# Lab 01 Data Cleaning and Exploration

In this Lab, we will work with official COVID19 case data published by the Swiss government. The data can be found [here](https://github.com/openZH/covid_19/tree/master#swiss-cantons-and-principality-of-liechtenstein-unified-dataset).

It has been partially adapted from [this](https://datagy.io/pandas-data-cleaning/) tutorial.

**Note:** We will mark your tasks with 🚨 emoji. In this lab the first such task will appear relatively late.

## Fetching the Raw Data

First, we will download the raw data. Don't worry; you do not need to understand this command. The data will be saved as `swiss_covid_data.csv` in your current working directory.

In [None]:
!wget https://raw.githubusercontent.com/vodezhaw/mldm_hs23/main/resources/lab01_dirty_data.csv -O swiss_covid_data.csv

Next, we try to inspect the downloaded data to get an understanding of its format. The command below will display the first 6 lines of the downloaded file.

Even though `.csv` stands for "comma separated values", often times people distribute `.csv` files with different separator characters. In this case, everything seems to be in order.

In [None]:
!head -n 6 swiss_covid_data.csv

In this lab, we will use the `pandas` library to analyze and clean this dataset. This library is particularly well suited to work with tabular data.

In [None]:
import pandas as pd  # we import the library with the short-name `pd`, a convention you will find everywhere online

Next, we will read the dataset:

In [None]:
covid_data = pd.read_csv('swiss_covid_data.csv')

Note that if you ever work with a `.csv` that does not include the column names in the first line, or has a different separating character, you can specify these in `pd.read_csv` with the `sep` and `header` keyword arguments. For more options, you can refer to the [documentation](https://pandas.pydata.org/pandas-docs/stable/reference/api/pandas.read_csv.html).

The data is loaded as a `pd.Dataframe` which exposes many useful methods for this lab.

## Inspecting the Data

We can use the `.head()` method to get a quick idea of the kind of data we are dealing with. It will return the first `n=5` rows of the dataframe.

In [None]:
covid_data.head()

Next, it is important to get a good sense what the different columns represent. Some of them have intuitive names, such as `date` and `time`, but names like `ncumul_conf` can be inscrutable.

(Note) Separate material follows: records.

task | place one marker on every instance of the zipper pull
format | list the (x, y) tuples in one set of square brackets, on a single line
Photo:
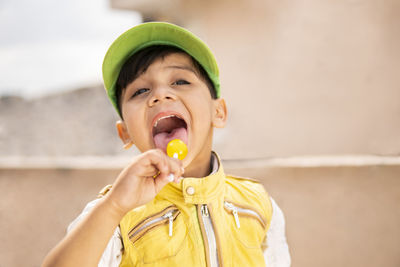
[(204, 210), (233, 209), (171, 222)]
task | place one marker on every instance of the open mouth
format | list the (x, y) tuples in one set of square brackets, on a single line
[(167, 128)]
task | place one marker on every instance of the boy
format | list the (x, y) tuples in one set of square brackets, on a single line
[(164, 83)]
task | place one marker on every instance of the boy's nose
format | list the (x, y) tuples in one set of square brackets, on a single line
[(161, 94)]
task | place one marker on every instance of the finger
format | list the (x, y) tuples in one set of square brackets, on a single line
[(176, 169), (165, 164)]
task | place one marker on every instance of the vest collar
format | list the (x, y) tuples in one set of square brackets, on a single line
[(198, 190)]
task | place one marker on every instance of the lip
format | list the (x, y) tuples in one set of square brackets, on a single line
[(166, 114)]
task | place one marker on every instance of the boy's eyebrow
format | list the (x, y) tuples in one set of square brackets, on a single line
[(182, 68)]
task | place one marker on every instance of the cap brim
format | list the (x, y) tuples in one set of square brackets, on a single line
[(155, 33)]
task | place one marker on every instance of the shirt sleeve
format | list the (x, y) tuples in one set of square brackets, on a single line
[(112, 254), (276, 249)]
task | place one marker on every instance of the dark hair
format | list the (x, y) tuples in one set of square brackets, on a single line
[(138, 63)]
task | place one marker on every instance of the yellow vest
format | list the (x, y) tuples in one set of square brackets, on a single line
[(218, 220)]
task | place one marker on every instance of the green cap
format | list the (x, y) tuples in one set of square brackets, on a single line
[(155, 33)]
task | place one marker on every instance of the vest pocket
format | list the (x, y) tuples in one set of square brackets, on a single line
[(159, 236), (248, 224)]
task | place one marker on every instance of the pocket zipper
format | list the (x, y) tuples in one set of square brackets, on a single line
[(236, 210), (170, 215)]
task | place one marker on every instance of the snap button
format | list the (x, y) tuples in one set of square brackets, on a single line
[(190, 190)]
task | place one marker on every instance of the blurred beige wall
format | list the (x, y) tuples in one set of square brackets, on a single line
[(344, 216), (300, 77)]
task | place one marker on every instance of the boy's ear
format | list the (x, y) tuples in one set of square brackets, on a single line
[(123, 133), (221, 113)]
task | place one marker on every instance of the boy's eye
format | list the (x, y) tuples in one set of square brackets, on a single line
[(140, 91), (180, 82)]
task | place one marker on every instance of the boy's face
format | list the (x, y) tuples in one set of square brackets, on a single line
[(170, 100)]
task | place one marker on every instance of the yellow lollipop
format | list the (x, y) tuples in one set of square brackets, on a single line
[(177, 149)]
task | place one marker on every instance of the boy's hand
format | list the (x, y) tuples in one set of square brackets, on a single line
[(141, 181)]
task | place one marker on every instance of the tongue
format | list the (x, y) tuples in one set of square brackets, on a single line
[(162, 139)]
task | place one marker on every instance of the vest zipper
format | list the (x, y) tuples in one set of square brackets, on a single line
[(167, 215), (236, 210), (209, 237)]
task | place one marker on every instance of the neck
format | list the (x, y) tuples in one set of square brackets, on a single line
[(199, 170)]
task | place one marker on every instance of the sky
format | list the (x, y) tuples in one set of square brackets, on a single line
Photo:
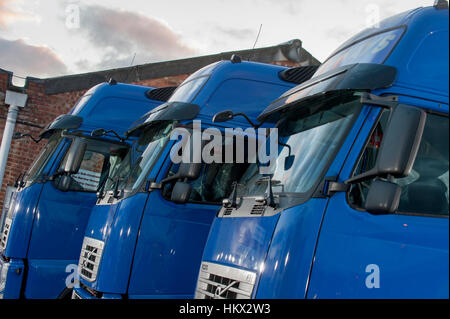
[(47, 38)]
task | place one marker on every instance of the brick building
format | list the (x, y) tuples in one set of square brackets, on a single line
[(48, 98)]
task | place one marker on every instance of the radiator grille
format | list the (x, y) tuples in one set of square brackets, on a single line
[(91, 254), (5, 233), (223, 282), (300, 74), (161, 94)]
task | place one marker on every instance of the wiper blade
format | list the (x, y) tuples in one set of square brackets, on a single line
[(269, 198)]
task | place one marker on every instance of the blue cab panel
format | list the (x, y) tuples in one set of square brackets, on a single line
[(151, 247), (325, 243), (45, 226)]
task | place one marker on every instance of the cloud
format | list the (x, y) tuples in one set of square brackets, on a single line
[(9, 12), (240, 34), (29, 60), (120, 34)]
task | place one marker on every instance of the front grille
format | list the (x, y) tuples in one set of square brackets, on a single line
[(258, 209), (5, 233), (161, 94), (91, 254), (299, 74), (222, 282)]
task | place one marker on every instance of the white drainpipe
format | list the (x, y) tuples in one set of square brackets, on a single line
[(14, 100)]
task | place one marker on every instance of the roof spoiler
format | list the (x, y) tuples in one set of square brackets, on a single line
[(64, 121), (170, 111), (161, 94), (357, 77)]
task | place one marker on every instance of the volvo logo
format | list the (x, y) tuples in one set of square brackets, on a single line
[(220, 291)]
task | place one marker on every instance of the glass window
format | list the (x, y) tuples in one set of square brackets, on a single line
[(375, 49), (95, 165), (426, 189), (214, 183), (312, 133), (145, 153), (41, 161)]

For convenience, we copied the [data description](https://github.com/openZH/covid_19/blob/master/README.md#swiss-cantons-and-principality-of-liechtenstein-unified-dataset) below.
Be sure to study it carefully. Understanding the meaning of the data you are working with is crucial when deciding how to deal with missing values and other aspect of data cleanup!


**Metadata**

| Field Name          | Description                                | Format     | Note |
|---------------------|--------------------------------------------|------------|------|
| __date__              | Date of notification                       | YYYY-MM-DD | |
| __time__                 | Time of notification                       | HH:MM      | |
| __abbreviation_canton_and_fl__  | Abbreviation of the reporting canton       | Text       | |
| __ncumul_tested__      | Reported number of tests performed as of date| Number     | Irrespective of canton of residence |
| __ncumul_conf__          | Reported number of confirmed cases as of date| Number     | Only cases that reside in the current canton |
| __new_hosp__        | new hospitalisations since last date | Number     | Irrespective of canton of residence |
| __current_hosp__       | Reported number of hospitalised patients on date | Number     | Irrespective of canton of residence |
| __current_icu__       | Reported number of hospitalised patients in ICUs on date| Number     | Irrespective of canton of residence |
| __current_vent__        | Reported number of patients requiring invasive ventilation on date | Number     | Irrespective of canton of residence |
| __ncumul_released__     |Reported number of patients released from hospitals or reported recovered as of date| Number     | Irrespective of canton of residence |
| __ncumul_deceased__     |Reported number of deceased as of date| Number     | Only cases that reside in the current canton |
| __source__              | Source of the information                  | href       | |
| __current_isolated__       | Reported number of isolated persons on date          | Number       | Infected persons, who are not hospitalised |
| __current_quarantined__    | Reported number of quarantined persons on date       | Number       | Persons, who were in 'close contact' with an infected person, while that person was infectious, and are not hospitalised themselves |
| __current_quarantined_riskareatravel__    | Reported number of quarantined persons on date       | Number       | People arriving in Switzerland from [certain countries and areas](https://www.bag.admin.ch/bag/en/home/krankheiten/ausbrueche-epidemien-pandemien/aktuelle-ausbrueche-epidemien/novel-cov/empfehlungen-fuer-reisende/quarantaene-einreisende.html), who are required to go into quarantine.  |

Another useful method to get a quick feel for the data at hand is `.describe()` which produces a table of statistics about the different columns. By default it will only include numeric columns, but you can set `include='all'` to get an overview of all columns. Note that when computing statistics such as the mean, `NaN` values will be ignored.

In [None]:
covid_data.describe(include='all')
# try setting `include='all'`

## Dealing with Missing Values

When reading the original `swiss_covid_data.csv` every cell that did not have a value was assigned the value `NaN` (not a number).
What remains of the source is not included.